This is my current hunch:
Both bob74_ipl and CayoImprovements are scripts that greedily request each IPL (REQUEST_IPL) on initiation. They never remove (REMOVE_IPL) them or request them only when required.
When a recording is initiated (or during additional CPacketIPL creations) all #map’s are copied to a temporary (CReplayInterfaceObject) buffer. In 2372.0 this corresponds to:
uint32_t size; // 0x141F93930 (+0x18) or (+0x41C)
uint32_t hashes[256]; // 0x141F93930 (+0x1C) or (+0x420)
// sub_1404C41B0 is the routine
On 2372, with this repro, the number of loaded #map’s will be much higher than 256 (>280). The 1604 equivalent address would be 0x141C267F0 with the number of loaded #map’s not exceeding 170.

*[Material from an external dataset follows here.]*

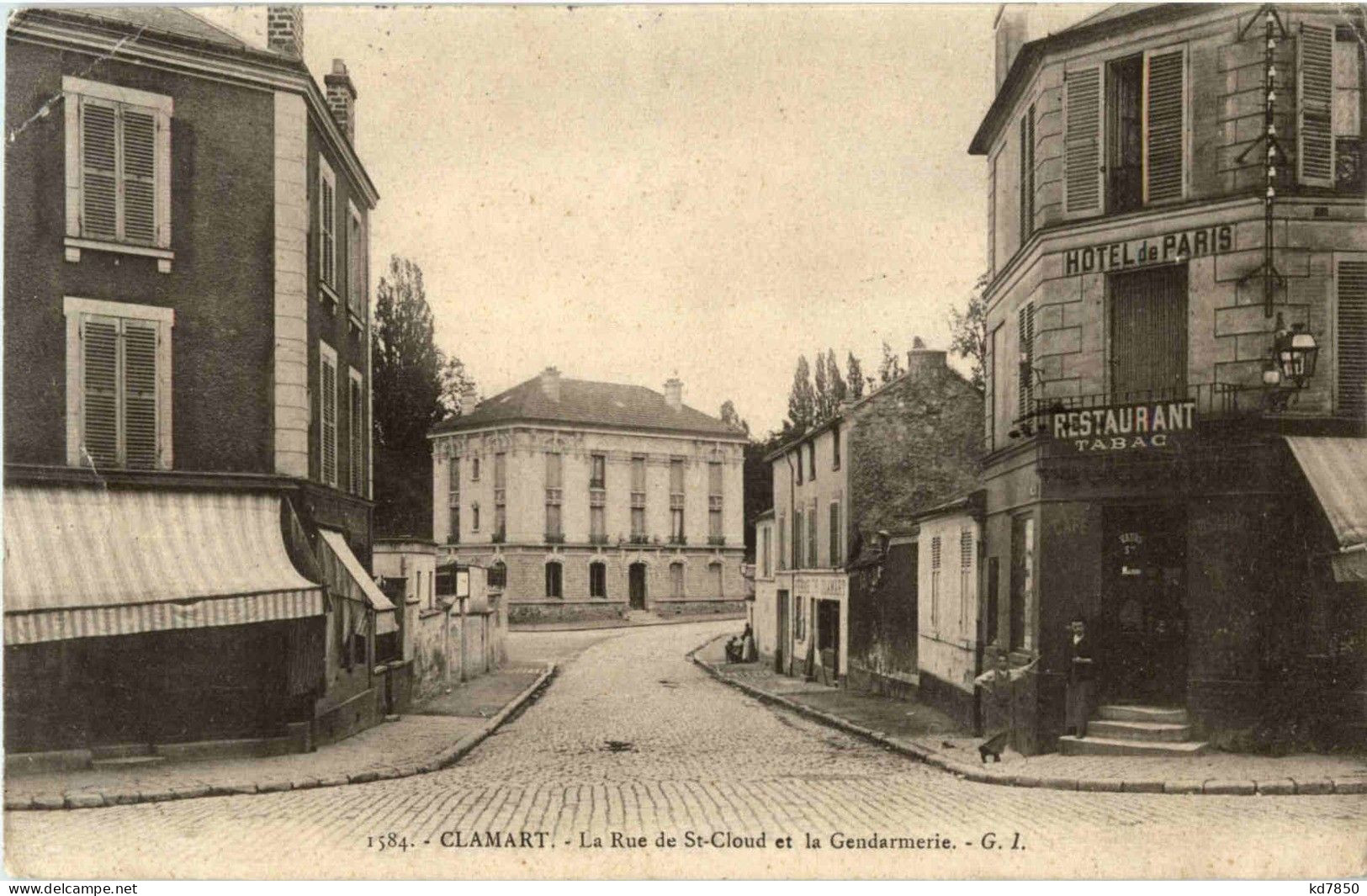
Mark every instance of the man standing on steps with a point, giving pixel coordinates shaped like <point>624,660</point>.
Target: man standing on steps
<point>1080,679</point>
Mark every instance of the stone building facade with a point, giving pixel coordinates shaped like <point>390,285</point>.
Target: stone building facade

The ERR_MEM_MULTIALLOC_FREE, and other residual issues, I presume come from the fact that there is no bounds-checking when memcpy’ing to that buffer. Hence it clobbering subsequent addresses: some of which go through the rage allocator and it thinking the memory has already been de-allocated.
While I do consider this to be a scripting issue, I suppose I could figure out how to add some user feedback/warnings into this.
(Apologies for edits, I’ve been over debugging this issue for an hour now.)